Let the system be one mole of argon gas at room temperature and atmospheric pressure. Compute the total energy (kinetic only, neglecting atomic rest energies), entropy, enthalpy, Helmholtz free energy, and Gibbs free energy.
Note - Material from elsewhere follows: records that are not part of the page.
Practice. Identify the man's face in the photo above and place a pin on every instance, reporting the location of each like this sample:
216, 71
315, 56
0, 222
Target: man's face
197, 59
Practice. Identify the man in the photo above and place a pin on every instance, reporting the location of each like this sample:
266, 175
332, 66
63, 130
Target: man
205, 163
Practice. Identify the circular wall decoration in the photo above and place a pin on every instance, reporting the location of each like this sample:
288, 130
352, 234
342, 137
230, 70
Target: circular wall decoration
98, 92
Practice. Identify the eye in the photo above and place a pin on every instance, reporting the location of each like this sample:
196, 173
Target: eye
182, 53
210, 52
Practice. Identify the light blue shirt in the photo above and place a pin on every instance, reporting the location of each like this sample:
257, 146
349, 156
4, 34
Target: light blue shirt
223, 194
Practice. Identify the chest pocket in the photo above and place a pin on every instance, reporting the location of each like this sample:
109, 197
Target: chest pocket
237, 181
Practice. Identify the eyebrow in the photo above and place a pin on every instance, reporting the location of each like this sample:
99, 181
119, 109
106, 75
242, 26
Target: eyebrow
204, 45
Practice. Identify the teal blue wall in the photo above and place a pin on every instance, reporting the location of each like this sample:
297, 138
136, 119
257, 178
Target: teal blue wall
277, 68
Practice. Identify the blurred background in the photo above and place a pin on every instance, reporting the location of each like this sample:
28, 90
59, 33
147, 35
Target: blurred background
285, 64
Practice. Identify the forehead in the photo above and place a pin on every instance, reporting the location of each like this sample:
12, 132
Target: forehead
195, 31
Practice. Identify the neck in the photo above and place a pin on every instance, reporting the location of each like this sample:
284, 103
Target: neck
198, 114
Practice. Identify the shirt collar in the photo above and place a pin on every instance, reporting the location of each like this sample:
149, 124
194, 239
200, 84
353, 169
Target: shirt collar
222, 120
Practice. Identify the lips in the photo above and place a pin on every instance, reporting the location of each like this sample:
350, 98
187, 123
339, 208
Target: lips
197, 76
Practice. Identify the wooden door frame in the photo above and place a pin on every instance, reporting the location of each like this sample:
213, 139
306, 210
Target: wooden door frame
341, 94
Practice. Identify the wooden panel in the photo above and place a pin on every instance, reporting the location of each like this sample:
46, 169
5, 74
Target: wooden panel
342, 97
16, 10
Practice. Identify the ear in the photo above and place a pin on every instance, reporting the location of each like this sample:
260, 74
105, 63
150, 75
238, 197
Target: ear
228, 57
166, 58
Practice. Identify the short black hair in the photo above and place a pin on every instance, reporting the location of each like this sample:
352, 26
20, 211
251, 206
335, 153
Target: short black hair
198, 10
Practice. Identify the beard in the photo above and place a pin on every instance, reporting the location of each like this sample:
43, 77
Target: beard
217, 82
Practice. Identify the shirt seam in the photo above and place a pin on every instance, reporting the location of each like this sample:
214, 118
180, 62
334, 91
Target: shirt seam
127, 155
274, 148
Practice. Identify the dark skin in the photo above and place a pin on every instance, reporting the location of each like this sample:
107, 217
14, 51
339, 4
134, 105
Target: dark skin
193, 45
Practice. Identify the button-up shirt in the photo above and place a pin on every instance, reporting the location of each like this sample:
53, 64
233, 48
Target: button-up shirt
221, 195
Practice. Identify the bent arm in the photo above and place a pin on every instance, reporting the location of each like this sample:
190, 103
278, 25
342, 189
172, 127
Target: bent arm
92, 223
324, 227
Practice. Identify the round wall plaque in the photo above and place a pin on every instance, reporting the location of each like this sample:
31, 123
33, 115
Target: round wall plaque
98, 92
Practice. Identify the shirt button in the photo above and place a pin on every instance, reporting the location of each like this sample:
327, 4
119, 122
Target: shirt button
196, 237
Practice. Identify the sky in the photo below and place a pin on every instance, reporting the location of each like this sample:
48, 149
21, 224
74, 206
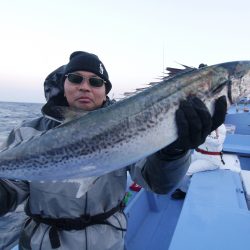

Express all answers in SI units.

Number of moles, n=1.

Room temperature, T=300K.

Pressure P = 1atm = 1.01 x 10⁵Pa.

Internal energy is calculated by

U = 3/2 (nRT)

Where

n= Numbers of moles of gas

R = Gas constant

T = Temperature

Sackur-Tetrode equation is:

$\mathrm{S}=\mathrm{Nk}\left[\ln \left(\frac{\mathrm{kT}}{\mathrm{P}}{\left(\frac{2\pi \mathrm{mkT}}{{\mathrm{h}}^2}\right)}^{\frac{3}{2}}\right)+\frac{5}{2}\right]$

Where,

N = number of molecules,

k= Boltzmann constant,

T= temperature,

P= pressure,

m= mass and

h= Planck's constant.

And the enthalpy is calculated as :

$\mathrm{H}=\mathrm{U}+\mathrm{PV}$

Where,

U= internal energy,

P= pressure and

V= volume

Ideal gas equation is

$$\begin{gathered} \mathrm{PV}=\mathrm{nRT} \\ \mathrm{H}=\frac{3}{2}\mathrm{nRT}+\mathrm{nRT} \\ \mathrm{H}=\frac{5}{2}\mathrm{nRT} \end{gathered}$$

First calculate Internal energy using

$\mathrm{U}=\frac{3}{2}\mathrm{nRT}$

Substitute the values and calculate:

$$\begin{gathered} \mathrm{U}=\frac{3}{2}(1\mathrm{mol})(8.314\mathrm{J}/\mathrm{K}·\mathrm{mol})(300\mathrm{K}) \\ \mathrm{U}=3.741\mathrm{kJ} \end{gathered}$$

So internal energy is 3.741 kJ for one mole of gas.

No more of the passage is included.